John Garrison, president and CEO, commented: “Our Q1 results were in-line with our expectations. Our Cranes and material handling and port solutions segment had a challenging quarter, impacted by soft markets.
“Our aerial work platforms (AWPs), materials processing and construction segments executed well and delivered results that were consistent with or better than last year, on an adjusted basis.”
Garrison highlighted caution on the part of its customers given the current global environment, with pockets of opportunity in certain markets, and projected that 2016 net sales will be 10% lower than in 2015.

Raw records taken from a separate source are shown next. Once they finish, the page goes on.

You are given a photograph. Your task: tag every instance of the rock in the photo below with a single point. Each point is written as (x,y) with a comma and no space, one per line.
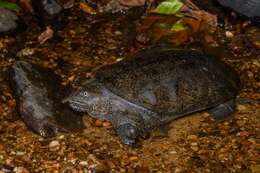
(9,22)
(249,8)
(54,145)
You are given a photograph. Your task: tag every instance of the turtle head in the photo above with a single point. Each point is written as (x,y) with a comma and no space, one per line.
(90,97)
(128,134)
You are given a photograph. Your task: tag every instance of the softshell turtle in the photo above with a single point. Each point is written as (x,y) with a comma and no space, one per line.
(38,95)
(155,87)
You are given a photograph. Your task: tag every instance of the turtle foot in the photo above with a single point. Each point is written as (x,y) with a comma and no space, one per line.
(223,110)
(128,134)
(45,128)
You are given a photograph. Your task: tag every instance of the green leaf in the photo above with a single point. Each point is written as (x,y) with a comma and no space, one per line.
(169,7)
(9,5)
(178,26)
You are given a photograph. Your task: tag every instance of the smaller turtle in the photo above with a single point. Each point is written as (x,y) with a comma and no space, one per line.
(158,85)
(38,93)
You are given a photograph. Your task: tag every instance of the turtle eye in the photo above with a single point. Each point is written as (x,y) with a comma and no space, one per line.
(85,94)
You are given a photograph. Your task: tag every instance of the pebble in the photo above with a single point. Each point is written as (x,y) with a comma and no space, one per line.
(194,146)
(98,123)
(133,158)
(255,168)
(241,107)
(229,34)
(54,145)
(25,52)
(192,137)
(106,124)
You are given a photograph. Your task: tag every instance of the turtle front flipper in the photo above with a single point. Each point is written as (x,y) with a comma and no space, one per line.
(223,110)
(128,134)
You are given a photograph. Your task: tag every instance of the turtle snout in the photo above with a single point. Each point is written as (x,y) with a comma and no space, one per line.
(128,134)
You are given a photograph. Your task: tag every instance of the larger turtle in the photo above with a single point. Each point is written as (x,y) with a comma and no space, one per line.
(158,85)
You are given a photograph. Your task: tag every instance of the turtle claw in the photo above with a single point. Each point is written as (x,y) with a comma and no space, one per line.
(47,128)
(128,134)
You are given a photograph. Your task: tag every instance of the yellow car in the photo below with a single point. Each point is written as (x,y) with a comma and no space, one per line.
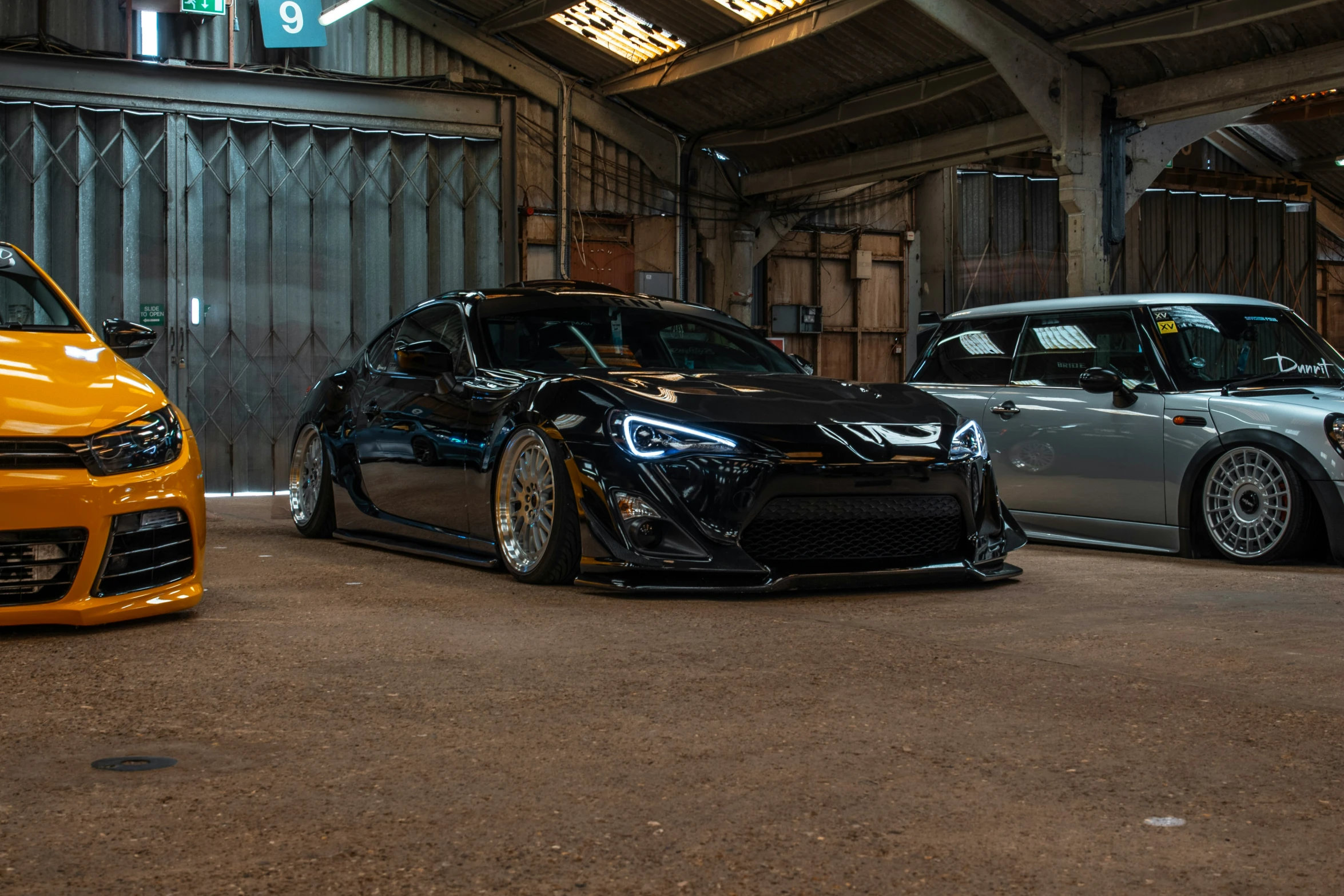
(102,505)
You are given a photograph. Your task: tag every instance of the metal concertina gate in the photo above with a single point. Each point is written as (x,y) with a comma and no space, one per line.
(265,253)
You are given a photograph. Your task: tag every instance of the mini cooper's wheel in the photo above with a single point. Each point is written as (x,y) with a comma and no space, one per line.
(311,487)
(1254,505)
(535,520)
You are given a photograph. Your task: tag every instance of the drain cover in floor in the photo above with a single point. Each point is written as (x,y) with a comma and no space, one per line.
(135,763)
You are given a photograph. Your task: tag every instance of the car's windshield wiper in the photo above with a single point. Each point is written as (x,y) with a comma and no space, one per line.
(1276,375)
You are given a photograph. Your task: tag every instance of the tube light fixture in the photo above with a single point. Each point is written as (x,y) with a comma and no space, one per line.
(340,11)
(148,34)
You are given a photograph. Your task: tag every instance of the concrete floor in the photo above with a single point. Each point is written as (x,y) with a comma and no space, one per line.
(358,722)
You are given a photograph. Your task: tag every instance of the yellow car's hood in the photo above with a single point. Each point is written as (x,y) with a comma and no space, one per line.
(67,385)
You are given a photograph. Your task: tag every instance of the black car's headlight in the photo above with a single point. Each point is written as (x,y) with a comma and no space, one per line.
(144,443)
(650,439)
(968,443)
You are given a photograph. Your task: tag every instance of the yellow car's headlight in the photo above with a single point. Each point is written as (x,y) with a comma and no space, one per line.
(144,443)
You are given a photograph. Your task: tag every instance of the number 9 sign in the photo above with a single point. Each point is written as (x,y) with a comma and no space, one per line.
(292,23)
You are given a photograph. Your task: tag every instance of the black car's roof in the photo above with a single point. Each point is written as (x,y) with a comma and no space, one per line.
(553,293)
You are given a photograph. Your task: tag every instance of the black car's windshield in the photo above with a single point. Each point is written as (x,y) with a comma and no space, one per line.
(623,339)
(1214,345)
(25,300)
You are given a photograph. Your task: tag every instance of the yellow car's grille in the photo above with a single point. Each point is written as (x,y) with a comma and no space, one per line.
(38,566)
(38,455)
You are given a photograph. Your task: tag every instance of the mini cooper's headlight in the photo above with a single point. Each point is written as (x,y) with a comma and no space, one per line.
(968,443)
(1335,432)
(144,443)
(650,439)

Interestingly, China’s Zoomlion also reported a Q1 loss of $101.5m, compared with a loss of $59m for the same period in 2015 – casting doubt on its ability to back up its $3.4bn offer to acquire Terex.
With the Q1 report, the company’s shares on the Hong Kong stock exchange fell by as much as 2.5%.
The latest figures follow an earlier report in March that revealed Zoomlion’s annual profit to be the lowest in 15 years, with 2015 as the fourth consecutive year in which its profits had declined.
John Hu, an analyst with Morningstar, said, “I think Zoomlion’s management should reconsider the Terex deal as its Q1 earnings hit a record low. Is it worth spending so much money on Terex?”
This could be good news for Konecranes, which had its own merger deal with Terex put on hold for the talks with Zoomlion.